LONDON (Reuters) - Britain will submit proposals on how to settle its divorce bill with the European Union before an EU summit next month and is expected to negotiate hard, finance minister Philip Hammond said on Sunday.
The EU told Prime Minister Theresa May on Friday that there was more work to be done to unlock the Brexit talks, repeating its early December deadline for her to flesh out Britain’s opening offer on the financial settlement.
“We will make our proposals to the European Union in time for the Council,” Hammond told the BBC, referring to the Dec. 14-15 meeting of EU heads of government.
He was speaking three days before he sets out Britain’s budget plan, where he will have to find room within tight fiscal constraints to help May convince voters that the Conservative government is tackling Britain’s domestic problems at the same time as negotiating its exit from the EU.
Last week, May met fellow EU leaders to try to break a deadlock over how much Britain will pay on leaving the bloc, an issue threatening to derail British hopes for a negotiated exit and an agreement on a new trading relationship by March 2019.

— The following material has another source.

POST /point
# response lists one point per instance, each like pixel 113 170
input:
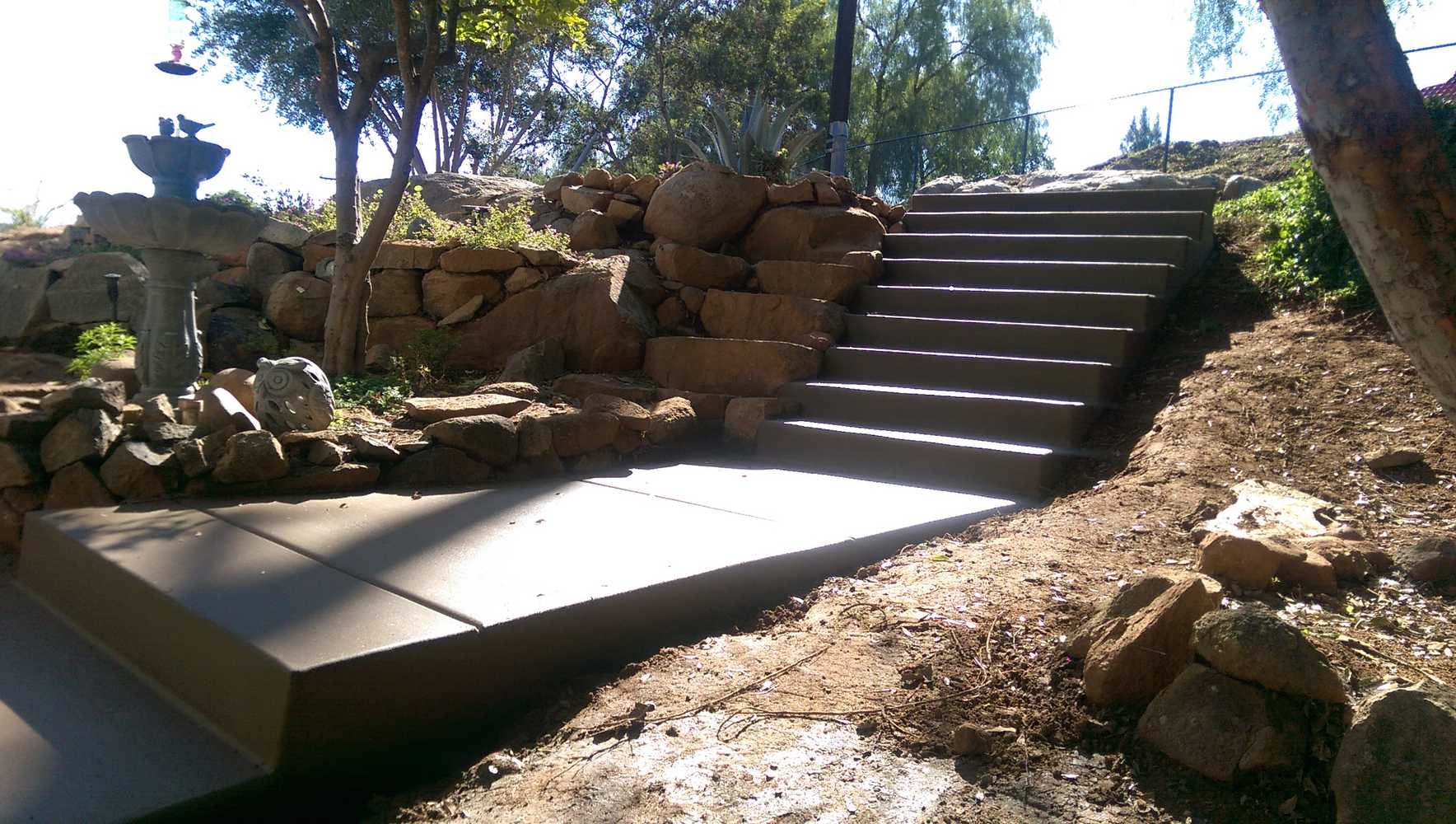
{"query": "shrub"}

May has signalled she would increase an initial offer that is estimated at some 20 billion euros ($24 billion) - about a third of what Brussels wants.
But Hammond, who has been criticised by supporters of Brexit for being too conciliatory towards Brussels and lobbying for a “softer” exit, said Britain would take a tough stance about how much it owes.

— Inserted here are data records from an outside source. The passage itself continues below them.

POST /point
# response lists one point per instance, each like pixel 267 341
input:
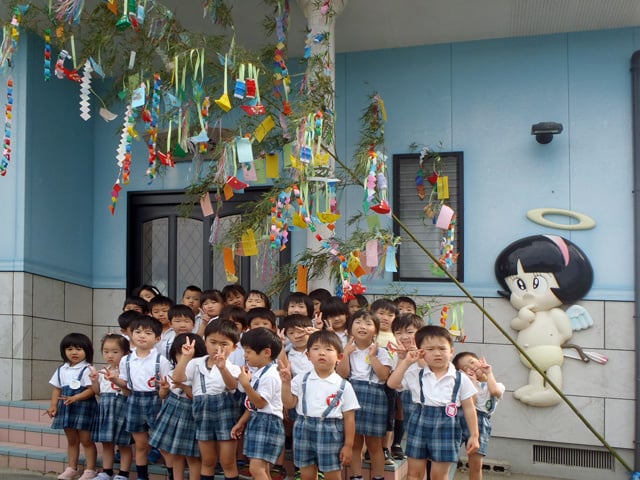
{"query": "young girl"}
pixel 175 432
pixel 109 426
pixel 367 366
pixel 73 404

“There are some things that we’re very clear we do owe under the treaties, other things where we dispute the amounts or even whether something should be included,” Hammond said in a separate interview with ITV television.
“Of course we’ll negotiate hard to get the very best deal for the British taxpayer.”
Asked about the prospect of Brexit without a trade deal, Hammond said he was “increasingly confident” that an agreement could be reached because it was in the interests of both parties.
Despite scepticism in Brussels over the tight timetable, May and her chief negotiator David Davis have been clear they want to have a full post-Brexit free trade deal sealed by the time Britain leaves.
However, Hammond set out a softer stance on the timing of the trade deal.
“We hope that it will be agreed, certainly in principle, that the big elements of it will be agreed before March 2019 so that everybody knows where we are going,” he told ITV.